This drew condemnation from the White House. “For years, GOP officials have gone after contraception and family planning services. After the Supreme Court’s decision in Dobbs, GOP officials appear more empowered to strip Americans of their basic rights," wrote White House Press Secretary Karine Jean-Pierre on Twitter. She described the new law as “extreme and backwards.”
"To be clear, nothing under Idaho law justifies the university’s decision to deny students access to contraception.
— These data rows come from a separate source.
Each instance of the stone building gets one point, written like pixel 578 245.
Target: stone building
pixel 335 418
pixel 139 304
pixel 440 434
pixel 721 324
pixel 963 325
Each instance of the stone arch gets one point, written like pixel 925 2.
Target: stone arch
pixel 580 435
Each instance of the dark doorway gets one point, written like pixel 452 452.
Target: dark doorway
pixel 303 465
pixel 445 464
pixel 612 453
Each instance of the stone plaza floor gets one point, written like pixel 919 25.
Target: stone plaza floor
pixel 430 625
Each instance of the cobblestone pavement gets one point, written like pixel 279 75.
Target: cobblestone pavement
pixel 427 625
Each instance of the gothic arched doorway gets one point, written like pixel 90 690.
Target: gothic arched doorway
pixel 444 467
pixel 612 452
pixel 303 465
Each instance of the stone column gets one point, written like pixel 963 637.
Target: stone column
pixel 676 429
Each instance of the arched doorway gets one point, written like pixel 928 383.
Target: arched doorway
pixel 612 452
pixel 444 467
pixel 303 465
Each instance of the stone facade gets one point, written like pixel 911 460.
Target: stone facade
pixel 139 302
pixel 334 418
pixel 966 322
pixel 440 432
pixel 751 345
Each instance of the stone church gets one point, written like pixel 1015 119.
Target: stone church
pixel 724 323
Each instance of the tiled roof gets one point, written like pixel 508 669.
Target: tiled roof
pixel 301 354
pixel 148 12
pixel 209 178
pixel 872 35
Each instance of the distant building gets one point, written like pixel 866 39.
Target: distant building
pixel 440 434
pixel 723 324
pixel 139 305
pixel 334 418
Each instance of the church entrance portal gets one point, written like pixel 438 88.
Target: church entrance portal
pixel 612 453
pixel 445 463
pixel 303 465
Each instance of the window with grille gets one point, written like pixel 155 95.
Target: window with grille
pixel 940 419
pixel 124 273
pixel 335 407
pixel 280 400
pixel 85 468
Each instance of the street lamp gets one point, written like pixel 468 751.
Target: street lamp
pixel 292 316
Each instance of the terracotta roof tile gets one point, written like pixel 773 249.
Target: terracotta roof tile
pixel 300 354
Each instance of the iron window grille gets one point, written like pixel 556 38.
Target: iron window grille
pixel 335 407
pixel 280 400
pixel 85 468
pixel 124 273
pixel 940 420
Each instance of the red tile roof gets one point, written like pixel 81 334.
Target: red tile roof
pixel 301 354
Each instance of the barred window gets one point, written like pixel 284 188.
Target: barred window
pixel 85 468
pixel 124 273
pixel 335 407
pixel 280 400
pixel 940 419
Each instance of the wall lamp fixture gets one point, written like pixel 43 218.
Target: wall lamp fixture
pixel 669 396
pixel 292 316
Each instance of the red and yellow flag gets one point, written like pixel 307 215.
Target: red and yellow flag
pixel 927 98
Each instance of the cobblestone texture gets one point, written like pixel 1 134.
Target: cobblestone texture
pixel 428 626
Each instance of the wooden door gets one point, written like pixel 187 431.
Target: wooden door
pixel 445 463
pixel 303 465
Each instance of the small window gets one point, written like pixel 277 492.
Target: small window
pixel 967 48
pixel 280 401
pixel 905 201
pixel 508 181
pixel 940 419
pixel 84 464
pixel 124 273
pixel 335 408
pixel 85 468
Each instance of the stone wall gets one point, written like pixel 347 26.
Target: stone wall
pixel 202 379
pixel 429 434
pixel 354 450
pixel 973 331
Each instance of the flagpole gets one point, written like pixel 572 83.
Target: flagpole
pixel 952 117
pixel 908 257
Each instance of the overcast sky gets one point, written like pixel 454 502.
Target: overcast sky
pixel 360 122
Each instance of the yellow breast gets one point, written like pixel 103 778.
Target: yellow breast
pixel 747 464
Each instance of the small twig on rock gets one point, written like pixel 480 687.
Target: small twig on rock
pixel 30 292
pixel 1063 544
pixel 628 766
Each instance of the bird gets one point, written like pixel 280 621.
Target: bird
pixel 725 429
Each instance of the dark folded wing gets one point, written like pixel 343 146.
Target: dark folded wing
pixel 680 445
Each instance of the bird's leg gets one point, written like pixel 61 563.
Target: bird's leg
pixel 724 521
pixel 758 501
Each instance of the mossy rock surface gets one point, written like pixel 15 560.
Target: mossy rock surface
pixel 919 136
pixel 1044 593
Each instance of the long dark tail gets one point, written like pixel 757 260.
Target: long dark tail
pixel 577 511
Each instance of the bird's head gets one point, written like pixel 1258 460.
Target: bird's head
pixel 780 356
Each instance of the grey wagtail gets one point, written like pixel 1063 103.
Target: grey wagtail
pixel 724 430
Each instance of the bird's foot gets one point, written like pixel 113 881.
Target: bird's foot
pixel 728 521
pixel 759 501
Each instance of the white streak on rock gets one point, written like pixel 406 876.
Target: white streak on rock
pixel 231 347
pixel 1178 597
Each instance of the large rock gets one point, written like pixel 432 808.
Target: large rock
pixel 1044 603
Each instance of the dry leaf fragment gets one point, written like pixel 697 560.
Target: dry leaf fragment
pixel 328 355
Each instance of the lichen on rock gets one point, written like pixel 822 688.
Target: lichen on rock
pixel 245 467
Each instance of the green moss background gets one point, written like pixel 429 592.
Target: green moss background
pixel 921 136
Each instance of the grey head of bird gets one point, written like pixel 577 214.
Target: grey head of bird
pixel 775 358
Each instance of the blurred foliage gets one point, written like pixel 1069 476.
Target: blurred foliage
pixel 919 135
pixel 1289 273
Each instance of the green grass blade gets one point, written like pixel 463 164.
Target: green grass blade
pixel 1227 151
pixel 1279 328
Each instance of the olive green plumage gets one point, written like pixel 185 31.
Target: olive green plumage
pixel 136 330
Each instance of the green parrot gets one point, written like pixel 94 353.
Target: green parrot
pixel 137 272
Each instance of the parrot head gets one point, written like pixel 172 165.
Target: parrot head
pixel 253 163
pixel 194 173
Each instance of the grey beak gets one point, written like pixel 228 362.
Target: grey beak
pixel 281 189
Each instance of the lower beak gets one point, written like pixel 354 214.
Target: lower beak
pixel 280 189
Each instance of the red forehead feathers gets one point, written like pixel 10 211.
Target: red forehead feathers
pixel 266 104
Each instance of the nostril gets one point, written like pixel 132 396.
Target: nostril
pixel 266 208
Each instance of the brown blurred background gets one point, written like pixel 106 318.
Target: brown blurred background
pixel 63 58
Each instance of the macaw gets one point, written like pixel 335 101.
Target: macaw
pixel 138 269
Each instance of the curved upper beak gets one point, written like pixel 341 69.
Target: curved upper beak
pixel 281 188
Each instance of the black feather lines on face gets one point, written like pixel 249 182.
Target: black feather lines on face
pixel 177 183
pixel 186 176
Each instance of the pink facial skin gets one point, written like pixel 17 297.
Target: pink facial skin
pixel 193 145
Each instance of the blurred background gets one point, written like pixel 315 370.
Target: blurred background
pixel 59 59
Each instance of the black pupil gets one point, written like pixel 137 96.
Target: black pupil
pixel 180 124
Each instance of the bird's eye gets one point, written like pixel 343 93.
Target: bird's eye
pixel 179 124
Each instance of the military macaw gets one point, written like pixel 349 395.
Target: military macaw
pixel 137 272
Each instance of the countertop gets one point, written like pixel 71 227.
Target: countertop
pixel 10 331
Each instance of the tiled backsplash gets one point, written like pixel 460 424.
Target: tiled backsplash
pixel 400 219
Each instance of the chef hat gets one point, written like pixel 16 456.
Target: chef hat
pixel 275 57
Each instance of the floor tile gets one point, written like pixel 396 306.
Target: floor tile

But the situation in Idaho speaks to the unacceptable consequences of extreme abortion bans,” she added.
An unnamed Biden administration official told the Idaho Capitol Sun: “We’re seeing similar efforts pop up in various states across the country, and it’s part of a very disturbing trend that the Supreme Court created a runway for, and Republican officials are taking advantage of to go even further than some of the laws we’ve already seen.”
“We always knew extremists wouldn’t stop at banning abortion; they’d target birth control next. The University of Idaho’s announcement is the canary in the coal mine, an early sign of the larger, coordinated effort to attack birth control access,” said Rebecca Gibron, CEO of Planned Parenthood Great Northwest, in a statement. “These attacks on birth control are not theoretical. They are already happening. And the University of Idaho’s new policy is just the latest example of extremists and draconian laws threatening to strip us of all control over their reproductive health care.”
Satz believes the UI’s mishandling of the matter will be costly to the university. “This has the potential to be very damaging to the school and the state,” he said. “Within 24 hours, this memo got the attention of the White House, of all places. And I don’t know what the United States is going to do. They’re the biggest funders of the university. I could see them doing all kinds of things bureaucratically to deal with this—cutting off grants, student loans, that sort of thing. This is not a good spot to be.
“I can also see them suing the university or suing the state on behalf of citizens, because this is so beyond the pale. It’s almost like they have to, someone has to, because this is dictating religious speech to people. You just can’t do this.”
The pushback, he believes, will occur primarily in the courts. “There are going to be lawsuits,” Satz said. “There need to be lawsuits. Nothing else is going to do. You’re not going to defeat this without taking it to the courts. And I don’t know what our final answer will be, given the current makeup of the Supreme Court.”